Dataset Collection and Annotation

FaceBench comprises 15,842 facial images, meticulously gathered from diverse datasets and incorporating a broad range of VQA (Visual Question Answering) pairs. This dataset includes images representing the view perspectives of Identity, Psychology, Appearance, Accessories, and Surrounding. It divides into a test set containing 49,919 VQA pairs and a dedicated training set with 23,841 pairs.

The dataset utilizes a variety of question types—True/False, Single-Choice, Multiple-Choice, and Open-Ended—developed from predefined templates to ensure comprehensive coverage of the hierarchical structure.

Figure 2: Question types and human annotation workflow for building our dataset.

The process involves rigorous manual annotation, ensuring high-quality labels through the use of 200 trained annotators. This extensive effort is aimed at reducing labeling errors and guaranteeing that annotations closely match human perception, bolstered by a multi-layered quality control process.

Evaluation of Multimodal Models

FaceBench extensively evaluates a range of cutting-edge MLLMs, measuring their ability to process and interpret facial attributes across the specified views and levels. Baseline tests on prominent models like GPT-4o and Face-LLaVA—a fine-tuned version of LLaVA—demonstrate considerable variability in their efficacy at recognizing different facial characteristics.

Figure 3: Samples from our FaceBench dataset.

Results and Insights

The results showcase that while certain commercial models such as GPT-4o deliver robust overall performance, significant gaps remain, particularly in recognizing nuanced and complex facial attributes. The Face-LLaVA model, although trained on a limited dataset, shows promising improvements over existing open-source frameworks by attaining competitive results against commercial models.

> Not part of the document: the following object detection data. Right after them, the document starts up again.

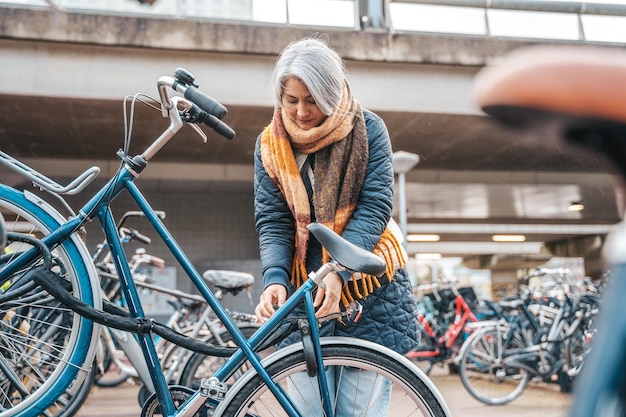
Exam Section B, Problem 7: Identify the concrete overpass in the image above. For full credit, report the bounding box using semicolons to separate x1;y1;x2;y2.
0;6;621;292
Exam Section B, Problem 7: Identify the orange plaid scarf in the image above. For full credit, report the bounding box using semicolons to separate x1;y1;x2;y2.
261;87;406;305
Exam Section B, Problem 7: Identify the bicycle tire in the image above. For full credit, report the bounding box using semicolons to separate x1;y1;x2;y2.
215;337;450;417
0;184;101;417
178;324;263;389
459;327;530;405
94;329;131;388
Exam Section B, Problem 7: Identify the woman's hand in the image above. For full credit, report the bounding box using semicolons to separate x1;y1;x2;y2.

Tables of results underscore a diverse range of performance across multiple attribute views, revealing critical insights into the strengths and weakness of current MLLMs. These findings highlight the ongoing challenges in the field of facial perception, emphasizing the need for more advanced datasets and model architectures to achieve human-level understanding.

Conclusion

FaceBench represents a substantial advance in the evaluation of MLLMs for facial perception tasks. By incorporating a hierarchical, multi-view, multi-level approach to facial attributes, it provides a comprehensive platform for testing and enhancing model performance in this domain. Future enhancements based on the insights from FaceBench could steer the development of more sophisticated and human-like perceptual models, thereby pushing the boundaries of what is achievable in AI-driven facial recognition and analysis.